Zmarł Johnny Cash
Johnny Cash nie żyje. Legendarny amerykański wokalista, kompozytor i autor tekstów, zmarł w szpitalu w Nashville, w stanie Tennessee, w piątek, 12 września. 71-letni artysta był w trakcie końcowych prac nad nową studyjną płytą.
"Johnny zmarł na skutek komplikacji związanych z cukrzycą, które spowodowały kłopoty z oddychaniem" - ogłosił Lou Robin, menedżer piosenkarza.
"Mam nadzieję, że przyjaciele i fani Johnny'ego będą się modlić za jego rodzinę, aby potrafiła odnaleźć spokój w tym trudnym czasie" - dodał Robin.
Johnny Cash był jedną z najwybitniejszych postaci w historii muzyki country. Pierwszą płytę wydał w 1957 roku. Miał na swym koncie 11 nagród Grammy.
Jego nazwisko widnieje w Rock And Rollowym Salonie Sławy oraz Salonie Sławy Muzyki Country. Współpracował m.in. z Bobem Dylanem, Royem Orbisonem, Tomem Pettym, Flea (Red Hot Chili Peppers) oraz U2 (utwór "The Wanderer" na albumie "Zooropa" z 1993 r.). Grał też w wielu filmach.
W 1987 roku Cash odwiedził Polskę i wystąpił na festiwalu w Sopocie. Przyjechał wówczas z całą rodziną i zagrał trzykrotnie dłużej, niż planowali organizatorzy. Otrzymał wówczas także Złotą Płytę za album "Greatest Hits", wydany u nas przez wytwórnię Muza.
Po śmierci żony, w maju 2003 roku, wokalista wpadł w depresję i na kilka tygodni zaprzestał działalności muzycznej. Na scenę wrócił pod koniec czerwca, koncertem w Vancouver w Kanadzie.
Ostatnio ostro wziął się do pracy nad nową płytą, która miała się ukazać na początku 2004 roku.
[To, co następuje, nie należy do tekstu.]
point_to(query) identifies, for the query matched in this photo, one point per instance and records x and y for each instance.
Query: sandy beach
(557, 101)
Jeszcze przed Bożym Narodzeniem zaplanowano premierę pięciopłytowego wydawnictwa, zawierającego w większości niepublikowane kompozycje, nagrane wspólnie ze znanym producentem, Rickiem Rubinem. Jest wśród nich utwór śpiewany razem z Joe Strummerem, zarejestrowany niedługo przed śmiercią byłego lidera The Clash.